On 06/21/2013 12:34 PM, Alex Williamson wrote:
> On Fri, 2013-06-21 at 11:56 +1000, Alexey Kardashevskiy wrote:
>> On 06/21/2013 02:51 AM, Alex Williamson wrote:
>>> On Fri, 2013-06-21 at 00:08 +1000, Alexey Kardashevskiy wrote:
>>>> At the moment QEMU creates a route for every MSI IRQ.
>>>>
>>>> Now we are about to add IRQFD support on PPC64-pseries platform.
>>>> pSeries already has in-kernel emulated interrupt controller with
>>>> 8192 IRQs.
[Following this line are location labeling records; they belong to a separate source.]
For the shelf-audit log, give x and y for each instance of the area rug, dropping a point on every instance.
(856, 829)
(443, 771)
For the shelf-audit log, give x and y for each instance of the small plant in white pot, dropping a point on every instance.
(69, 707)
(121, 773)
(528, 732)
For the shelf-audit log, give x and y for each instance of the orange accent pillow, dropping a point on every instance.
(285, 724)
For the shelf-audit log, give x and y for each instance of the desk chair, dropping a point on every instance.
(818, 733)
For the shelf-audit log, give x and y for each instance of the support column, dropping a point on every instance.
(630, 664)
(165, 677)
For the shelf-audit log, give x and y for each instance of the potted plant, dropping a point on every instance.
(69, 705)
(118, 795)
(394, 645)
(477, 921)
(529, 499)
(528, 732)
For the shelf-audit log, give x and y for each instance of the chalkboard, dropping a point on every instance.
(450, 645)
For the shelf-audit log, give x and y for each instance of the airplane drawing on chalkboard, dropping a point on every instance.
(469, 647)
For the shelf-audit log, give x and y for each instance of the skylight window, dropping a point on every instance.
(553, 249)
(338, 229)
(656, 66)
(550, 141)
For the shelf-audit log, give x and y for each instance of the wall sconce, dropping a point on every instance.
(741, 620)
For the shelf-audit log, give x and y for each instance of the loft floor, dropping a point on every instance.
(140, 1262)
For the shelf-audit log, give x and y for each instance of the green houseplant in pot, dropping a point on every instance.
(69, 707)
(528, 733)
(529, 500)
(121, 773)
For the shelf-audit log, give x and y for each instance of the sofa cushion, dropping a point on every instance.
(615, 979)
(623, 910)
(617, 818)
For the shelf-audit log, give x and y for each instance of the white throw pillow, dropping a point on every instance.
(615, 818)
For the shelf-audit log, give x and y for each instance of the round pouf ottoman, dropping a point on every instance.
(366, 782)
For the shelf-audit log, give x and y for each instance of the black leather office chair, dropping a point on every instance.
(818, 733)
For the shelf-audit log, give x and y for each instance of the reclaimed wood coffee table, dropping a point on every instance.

Also, pSeries PHB already supports MSIMessage to IRQ
>>>> mapping as a part of PAPR requirements for MSI/MSIX guests.
>>>> Specifically, the pSeries guest does not touch MSIMessage's at
>>>> all, instead it uses rtas_ibm_change_msi and 
>>>> rtas_ibm_query_interrupt_source
>>>> rtas calls to do the mapping.
>>>>
>>>> Therefore we do not really need more routing than we got already.
>>>> The patch introduces the infrastructure to enable direct IRQ mapping.
>>>>
>>>> Signed-off-by: Alexey Kardashevskiy <a...@ozlabs.ru>
>>>>
>>>> ---
>>>>
>>>> The patch is raw and ugly indeed, I made it only to demonstrate
>>>> the idea and see if it has right to live or not.
>>>>
>>>> For some reason which I do not really understand (limited GSI numbers?)
>>>> the existing code always adds routing and I do not see why we would need 
>>>> it.
>>>
>>> It's an IOAPIC, a pin gets toggled from the device and an MSI message
>>> gets written to the CPU.  So the route allocates and programs the
>>> pin->MSI, then we tell it what notifier triggers that pin.
>>
>>> On x86 the MSI vector doesn't encode any information about the device
>>> sending the MSI, here you seem to be able to figure out the device and
>>> vector space number from the address.  Then your pin to MSI is
>>> effectively fixed.  So why isn't this just your
>>> kvm_irqchip_add_msi_route function?  On pSeries it's a lookup, on x86
>>> it's a allocate and program.
>>>  What does kvm_irqchip_add_msi_route do on
>>> pSeries today?  Thanks,
>>
>>
>> As we just started implementing this thing, I commented it out for the
>> starter. Once called, it destroys direct mapping in the host kernel and
>> everything stops working as routing is not implemented (yet? ever?).
> 
> Yay, it's broken, you can rewrite it ;)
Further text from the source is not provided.